Ann Hoffman Nicholas: A Woman on an International Mission

Documents In Karen Language

On this International Women’s Day, let us look at a 19th-century woman who was attracted to a truly international occupation.

In many regards, Ann Hoffman Nicholas (January 22, 1790 – April 17, 1840) received the typical upbringing of a comfortable middle-class girl of her time. A lady’s education at finishing schools in New York and Philadelphia introduced Ann to high society and prepared her to take her place in its ranks. Yet, even from a young age, her path took unusual turns. At age 13, she joined her father and the young Washington Irving on a trek through then-wilderness to the St. Lawrence River, an adventure documented in Irving’s journals in which he described Ann as “brilliant both as to beauty and natural talent”. Ann later enrolled at a Montreal “convent” with the intention of mastering the French language. In following years, she also became fluent in Spanish and Italian.

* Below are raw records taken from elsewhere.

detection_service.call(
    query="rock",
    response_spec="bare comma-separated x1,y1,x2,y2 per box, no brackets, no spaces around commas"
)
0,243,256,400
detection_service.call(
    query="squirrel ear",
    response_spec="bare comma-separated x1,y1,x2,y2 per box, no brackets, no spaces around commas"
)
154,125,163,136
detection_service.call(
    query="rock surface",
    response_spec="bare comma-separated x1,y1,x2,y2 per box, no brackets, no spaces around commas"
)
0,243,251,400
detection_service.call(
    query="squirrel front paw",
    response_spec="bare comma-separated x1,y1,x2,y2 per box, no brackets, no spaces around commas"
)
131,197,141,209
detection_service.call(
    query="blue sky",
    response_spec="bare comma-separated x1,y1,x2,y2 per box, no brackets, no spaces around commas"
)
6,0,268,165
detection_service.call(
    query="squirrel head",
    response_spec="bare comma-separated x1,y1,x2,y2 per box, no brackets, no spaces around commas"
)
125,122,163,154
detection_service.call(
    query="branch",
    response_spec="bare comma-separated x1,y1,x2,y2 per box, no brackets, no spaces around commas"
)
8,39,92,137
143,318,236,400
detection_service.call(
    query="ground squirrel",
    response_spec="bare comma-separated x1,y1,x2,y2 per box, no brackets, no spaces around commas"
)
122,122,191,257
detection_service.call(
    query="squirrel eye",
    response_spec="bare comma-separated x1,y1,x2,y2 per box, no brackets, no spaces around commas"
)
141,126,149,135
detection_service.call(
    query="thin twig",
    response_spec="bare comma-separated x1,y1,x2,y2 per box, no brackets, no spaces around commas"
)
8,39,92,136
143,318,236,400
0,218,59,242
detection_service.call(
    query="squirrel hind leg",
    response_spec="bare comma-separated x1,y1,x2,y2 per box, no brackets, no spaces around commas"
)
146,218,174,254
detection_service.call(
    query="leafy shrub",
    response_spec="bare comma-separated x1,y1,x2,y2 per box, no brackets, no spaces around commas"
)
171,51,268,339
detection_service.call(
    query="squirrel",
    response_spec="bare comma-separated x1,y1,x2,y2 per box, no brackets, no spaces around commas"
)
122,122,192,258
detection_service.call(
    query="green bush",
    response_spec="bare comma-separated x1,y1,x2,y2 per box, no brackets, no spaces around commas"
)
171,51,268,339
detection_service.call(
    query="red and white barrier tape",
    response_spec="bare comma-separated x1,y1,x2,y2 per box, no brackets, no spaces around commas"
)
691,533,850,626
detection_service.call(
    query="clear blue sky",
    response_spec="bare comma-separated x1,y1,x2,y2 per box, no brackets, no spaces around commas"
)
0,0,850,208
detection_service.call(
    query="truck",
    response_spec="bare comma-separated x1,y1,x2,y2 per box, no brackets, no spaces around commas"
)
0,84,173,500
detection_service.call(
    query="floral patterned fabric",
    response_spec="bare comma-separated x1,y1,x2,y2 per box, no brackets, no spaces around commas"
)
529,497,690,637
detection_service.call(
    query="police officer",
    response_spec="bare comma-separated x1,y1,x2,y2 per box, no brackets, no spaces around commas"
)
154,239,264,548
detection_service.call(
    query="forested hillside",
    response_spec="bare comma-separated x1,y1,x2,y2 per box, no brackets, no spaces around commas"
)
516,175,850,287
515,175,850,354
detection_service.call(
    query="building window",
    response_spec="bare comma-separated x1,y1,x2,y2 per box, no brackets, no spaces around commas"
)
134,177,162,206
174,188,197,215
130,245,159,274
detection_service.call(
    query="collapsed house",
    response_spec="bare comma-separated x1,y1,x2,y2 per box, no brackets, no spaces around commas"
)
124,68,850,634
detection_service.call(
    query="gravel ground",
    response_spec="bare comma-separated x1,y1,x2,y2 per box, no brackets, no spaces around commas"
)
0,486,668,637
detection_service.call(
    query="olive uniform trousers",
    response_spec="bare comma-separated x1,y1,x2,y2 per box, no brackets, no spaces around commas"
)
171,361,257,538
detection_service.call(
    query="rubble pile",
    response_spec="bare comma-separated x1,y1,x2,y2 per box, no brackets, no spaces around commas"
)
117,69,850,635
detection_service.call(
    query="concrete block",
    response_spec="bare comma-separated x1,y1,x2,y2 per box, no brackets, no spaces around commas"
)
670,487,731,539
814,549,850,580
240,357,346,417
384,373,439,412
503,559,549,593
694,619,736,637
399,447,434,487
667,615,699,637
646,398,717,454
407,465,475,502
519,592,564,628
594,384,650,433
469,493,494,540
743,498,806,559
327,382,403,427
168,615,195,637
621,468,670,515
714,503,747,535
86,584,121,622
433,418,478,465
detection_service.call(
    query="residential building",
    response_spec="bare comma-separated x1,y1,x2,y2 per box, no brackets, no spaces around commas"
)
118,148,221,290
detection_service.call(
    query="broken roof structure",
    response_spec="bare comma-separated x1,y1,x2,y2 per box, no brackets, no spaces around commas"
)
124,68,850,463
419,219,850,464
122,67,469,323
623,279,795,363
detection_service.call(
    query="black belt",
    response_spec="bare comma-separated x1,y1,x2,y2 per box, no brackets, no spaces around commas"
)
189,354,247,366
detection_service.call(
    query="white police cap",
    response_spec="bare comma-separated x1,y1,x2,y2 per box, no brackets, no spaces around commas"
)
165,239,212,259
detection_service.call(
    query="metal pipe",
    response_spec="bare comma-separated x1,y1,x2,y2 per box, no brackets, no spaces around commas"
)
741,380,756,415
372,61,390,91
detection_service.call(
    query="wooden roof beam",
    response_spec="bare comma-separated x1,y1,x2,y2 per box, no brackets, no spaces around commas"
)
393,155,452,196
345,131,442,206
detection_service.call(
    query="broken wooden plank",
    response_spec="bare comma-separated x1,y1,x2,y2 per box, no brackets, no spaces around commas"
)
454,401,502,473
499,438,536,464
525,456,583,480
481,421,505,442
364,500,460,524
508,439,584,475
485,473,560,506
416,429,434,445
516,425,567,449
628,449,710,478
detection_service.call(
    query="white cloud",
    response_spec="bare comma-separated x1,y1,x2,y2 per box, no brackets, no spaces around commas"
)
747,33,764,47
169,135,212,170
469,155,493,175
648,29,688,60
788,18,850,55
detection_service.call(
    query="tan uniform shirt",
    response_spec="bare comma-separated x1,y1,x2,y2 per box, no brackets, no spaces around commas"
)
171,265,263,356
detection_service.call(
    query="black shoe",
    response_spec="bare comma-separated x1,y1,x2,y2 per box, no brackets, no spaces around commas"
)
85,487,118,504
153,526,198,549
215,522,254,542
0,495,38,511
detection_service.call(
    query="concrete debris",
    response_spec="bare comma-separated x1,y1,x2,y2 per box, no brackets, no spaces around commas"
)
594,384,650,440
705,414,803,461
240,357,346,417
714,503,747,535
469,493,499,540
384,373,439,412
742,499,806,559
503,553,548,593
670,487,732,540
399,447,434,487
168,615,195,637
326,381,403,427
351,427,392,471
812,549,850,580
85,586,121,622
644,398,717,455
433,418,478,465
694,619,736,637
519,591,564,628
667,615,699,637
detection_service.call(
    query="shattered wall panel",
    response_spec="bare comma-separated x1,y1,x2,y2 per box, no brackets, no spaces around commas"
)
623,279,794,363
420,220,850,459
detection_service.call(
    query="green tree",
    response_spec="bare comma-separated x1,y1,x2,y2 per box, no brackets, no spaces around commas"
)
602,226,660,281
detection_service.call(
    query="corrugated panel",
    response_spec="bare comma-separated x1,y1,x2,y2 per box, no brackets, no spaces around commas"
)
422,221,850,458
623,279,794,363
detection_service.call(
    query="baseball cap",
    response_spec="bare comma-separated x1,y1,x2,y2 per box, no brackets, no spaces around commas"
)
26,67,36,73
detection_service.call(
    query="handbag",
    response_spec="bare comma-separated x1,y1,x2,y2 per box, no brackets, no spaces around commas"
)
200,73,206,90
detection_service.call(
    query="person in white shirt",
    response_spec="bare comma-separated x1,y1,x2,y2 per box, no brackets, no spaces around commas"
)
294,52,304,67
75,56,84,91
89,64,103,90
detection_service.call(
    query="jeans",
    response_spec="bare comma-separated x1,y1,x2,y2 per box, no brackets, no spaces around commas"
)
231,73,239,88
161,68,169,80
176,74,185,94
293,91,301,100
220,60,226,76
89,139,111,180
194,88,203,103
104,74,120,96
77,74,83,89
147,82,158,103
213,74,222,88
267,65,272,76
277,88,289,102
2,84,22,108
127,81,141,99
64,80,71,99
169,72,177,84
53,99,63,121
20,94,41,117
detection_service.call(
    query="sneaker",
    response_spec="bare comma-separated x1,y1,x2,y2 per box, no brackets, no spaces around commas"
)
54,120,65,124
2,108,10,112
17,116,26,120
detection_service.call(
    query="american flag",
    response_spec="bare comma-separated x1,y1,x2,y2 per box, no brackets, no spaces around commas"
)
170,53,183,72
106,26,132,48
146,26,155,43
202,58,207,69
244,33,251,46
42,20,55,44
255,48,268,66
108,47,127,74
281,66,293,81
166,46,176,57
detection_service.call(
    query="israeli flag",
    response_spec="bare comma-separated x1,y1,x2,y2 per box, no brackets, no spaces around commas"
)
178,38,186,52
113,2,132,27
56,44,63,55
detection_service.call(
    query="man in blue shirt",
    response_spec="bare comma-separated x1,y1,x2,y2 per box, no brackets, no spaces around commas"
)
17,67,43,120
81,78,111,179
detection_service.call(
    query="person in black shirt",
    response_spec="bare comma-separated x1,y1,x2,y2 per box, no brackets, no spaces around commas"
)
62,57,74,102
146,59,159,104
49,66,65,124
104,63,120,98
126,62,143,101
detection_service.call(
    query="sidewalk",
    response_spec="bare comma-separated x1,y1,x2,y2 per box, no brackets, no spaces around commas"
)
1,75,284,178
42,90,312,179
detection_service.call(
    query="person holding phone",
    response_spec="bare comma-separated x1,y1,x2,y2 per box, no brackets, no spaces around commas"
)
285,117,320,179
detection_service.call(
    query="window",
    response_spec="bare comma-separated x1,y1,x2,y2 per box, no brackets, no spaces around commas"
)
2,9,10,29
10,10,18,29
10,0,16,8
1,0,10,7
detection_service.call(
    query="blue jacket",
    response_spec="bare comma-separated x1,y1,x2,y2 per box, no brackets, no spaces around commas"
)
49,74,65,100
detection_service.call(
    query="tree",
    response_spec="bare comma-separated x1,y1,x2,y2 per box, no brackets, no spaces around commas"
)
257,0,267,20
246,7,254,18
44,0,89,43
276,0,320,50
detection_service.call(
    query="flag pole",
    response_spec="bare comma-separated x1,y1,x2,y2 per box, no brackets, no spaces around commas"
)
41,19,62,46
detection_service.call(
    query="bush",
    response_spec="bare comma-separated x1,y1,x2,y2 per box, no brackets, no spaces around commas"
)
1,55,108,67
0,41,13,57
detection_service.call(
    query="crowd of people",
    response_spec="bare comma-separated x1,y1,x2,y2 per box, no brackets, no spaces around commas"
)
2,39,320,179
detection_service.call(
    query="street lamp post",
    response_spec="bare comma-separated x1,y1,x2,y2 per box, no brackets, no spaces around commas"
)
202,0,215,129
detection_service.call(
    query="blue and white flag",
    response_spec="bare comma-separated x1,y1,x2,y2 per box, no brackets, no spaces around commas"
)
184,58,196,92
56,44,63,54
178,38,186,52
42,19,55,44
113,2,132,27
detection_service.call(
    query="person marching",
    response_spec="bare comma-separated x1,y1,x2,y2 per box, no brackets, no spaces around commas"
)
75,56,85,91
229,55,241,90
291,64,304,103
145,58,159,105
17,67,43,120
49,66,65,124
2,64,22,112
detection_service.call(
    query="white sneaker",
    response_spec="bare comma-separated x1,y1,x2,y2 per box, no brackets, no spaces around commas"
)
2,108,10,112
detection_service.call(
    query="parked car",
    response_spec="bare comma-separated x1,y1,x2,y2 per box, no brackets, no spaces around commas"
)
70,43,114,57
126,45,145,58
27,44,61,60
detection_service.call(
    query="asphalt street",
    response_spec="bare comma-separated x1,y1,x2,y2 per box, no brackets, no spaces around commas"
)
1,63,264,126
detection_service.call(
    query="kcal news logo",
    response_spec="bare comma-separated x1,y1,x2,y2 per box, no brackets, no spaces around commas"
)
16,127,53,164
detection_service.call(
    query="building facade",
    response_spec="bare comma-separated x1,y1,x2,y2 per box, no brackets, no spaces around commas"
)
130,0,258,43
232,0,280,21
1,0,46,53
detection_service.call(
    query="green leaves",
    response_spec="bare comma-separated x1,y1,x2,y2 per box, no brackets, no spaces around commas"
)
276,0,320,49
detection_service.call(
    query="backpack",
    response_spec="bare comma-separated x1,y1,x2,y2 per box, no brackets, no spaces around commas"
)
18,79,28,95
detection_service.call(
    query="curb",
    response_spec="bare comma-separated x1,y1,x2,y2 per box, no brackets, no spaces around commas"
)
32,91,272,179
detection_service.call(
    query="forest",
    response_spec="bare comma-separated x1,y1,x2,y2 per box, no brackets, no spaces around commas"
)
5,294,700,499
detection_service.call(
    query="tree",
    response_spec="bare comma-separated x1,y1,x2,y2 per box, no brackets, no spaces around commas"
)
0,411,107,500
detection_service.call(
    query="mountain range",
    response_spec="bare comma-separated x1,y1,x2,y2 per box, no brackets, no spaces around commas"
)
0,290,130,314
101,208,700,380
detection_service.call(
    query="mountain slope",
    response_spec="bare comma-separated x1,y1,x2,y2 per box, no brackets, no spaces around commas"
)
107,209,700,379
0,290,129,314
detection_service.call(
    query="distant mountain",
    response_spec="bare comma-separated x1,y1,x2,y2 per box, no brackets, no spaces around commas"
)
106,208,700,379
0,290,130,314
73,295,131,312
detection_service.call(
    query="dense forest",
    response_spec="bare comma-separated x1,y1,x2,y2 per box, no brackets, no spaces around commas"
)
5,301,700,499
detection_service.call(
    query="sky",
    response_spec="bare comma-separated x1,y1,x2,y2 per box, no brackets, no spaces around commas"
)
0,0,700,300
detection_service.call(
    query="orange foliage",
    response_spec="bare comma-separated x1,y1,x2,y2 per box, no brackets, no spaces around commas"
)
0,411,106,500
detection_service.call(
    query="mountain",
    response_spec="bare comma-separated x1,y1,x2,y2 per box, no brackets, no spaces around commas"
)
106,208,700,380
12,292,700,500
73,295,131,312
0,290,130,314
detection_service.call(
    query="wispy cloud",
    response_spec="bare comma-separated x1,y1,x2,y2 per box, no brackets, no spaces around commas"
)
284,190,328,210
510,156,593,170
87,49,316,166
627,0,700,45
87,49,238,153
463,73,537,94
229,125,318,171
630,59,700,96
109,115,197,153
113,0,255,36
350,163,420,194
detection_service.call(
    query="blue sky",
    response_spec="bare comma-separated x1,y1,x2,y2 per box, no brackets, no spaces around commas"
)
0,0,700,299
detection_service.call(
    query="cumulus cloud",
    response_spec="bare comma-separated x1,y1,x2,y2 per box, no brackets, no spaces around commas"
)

Ann married Charles Jenkins Nicholas on June 29, 1809. The two had a tumultuous courtship; their marriage proved to be the same. Ann bore at least five children with only two surviving into later childhood. By 1825, her marriage was over. She focused on her daughters’ education and eventually began teaching, residing in Stockbridge, Massachusetts and Albany, NY. A later record reveals “a ‘finishing’ Ladies School kept by Mrs. and Miss Nicholas, in Whitesboro, N. Y.” In January 1831 Ann “took upon the name & obligations of a Christian” and converted to the Baptist faith; eventually ending up at the Hamilton Literary and Theological Seminary.

Training for missionary work was a core feature of Hamilton from its inception in 1817 with graduates taking posts all over the world. In 1833, the famous missionaries to Burma, Jonathan Wade and his wife Deborah (D.B.L. Wade), returned to Hamilton to recuperate and attract new missionaries.

The Annual Meeting of Baptist Board of Foreign Missions at New York June 1834 reported:
“…there was another object which commended itself strongly to the favor of the Board… Having a number of brethren and sisters under appointment for missionary service in the east, they were anxious to make an experiment with a view to decide the question whether it is better that missionaries should learn the languages of the heathen before they leave their own country, or not until they have arrived at their fields of labor… the Board resolved immediately to open, at Hamilton, N. Y. a mission school… Accordingly, Mr. and Mrs. Wade, together with the native teachers…repaired to that place and commenced operations…. Eight pupils have enjoyed its advantages, and their success in acquiring the Burman and Karen, is regarded as triumphant proof of the wisdom that dictated the enterprize.”


Several of Ann’s journals in the collections of our library contain Burman notation with her handwriting; it is clear she was among this number learning Burman with the Wades as well as “Moung Shwa Moung, a Burman, and Ko Chet-thing, a Karen.” In July 1834, the Wades and their contingent returned to Burma. Prior to departing, D.B.L. wrote to Ann from Hartford:

“We arrived in Nyack from our Lantham journey on the evening of the 2d and our Burman + Karen brethren were much disappointed in not seeing you. They talked a long time about the disappointment + said ‘We shall never see Mama Nicholas again until we get to Heaven!’ The preceding page written by Moung-Shway Moung you will be able to translate for the amusement of those friends whose names are mentioned. I enclose a picture of both which they send you with sincere Christian love.”

Yet Ann did not, nor did either of daughters, continue to Burma with the Wades. We don’t know why. Instead, their time in Hamilton came to a close the next year. Ann’s eldest daughter Matilda and her family took a posting with the Home Mission effort in Illinois in 1835. Ann and her other daughter Emma joined them in late 1836. Life in Illinois was rough going for the former city-dwelling Nicholas women but they persevered as always, setting up a school, purchasing land grants, traveling to Chicago and other parts of the region for religious obligations as well as social engagements. Ann died in Belvidere, IL on April 20, 1840 at age 50.

Ann’s notebooks provide a fascinating but still undiscovered legacy. The library staff is currently seeking a skilled translator to reveal more about Ann’s life through her journals and letters in the Karen language.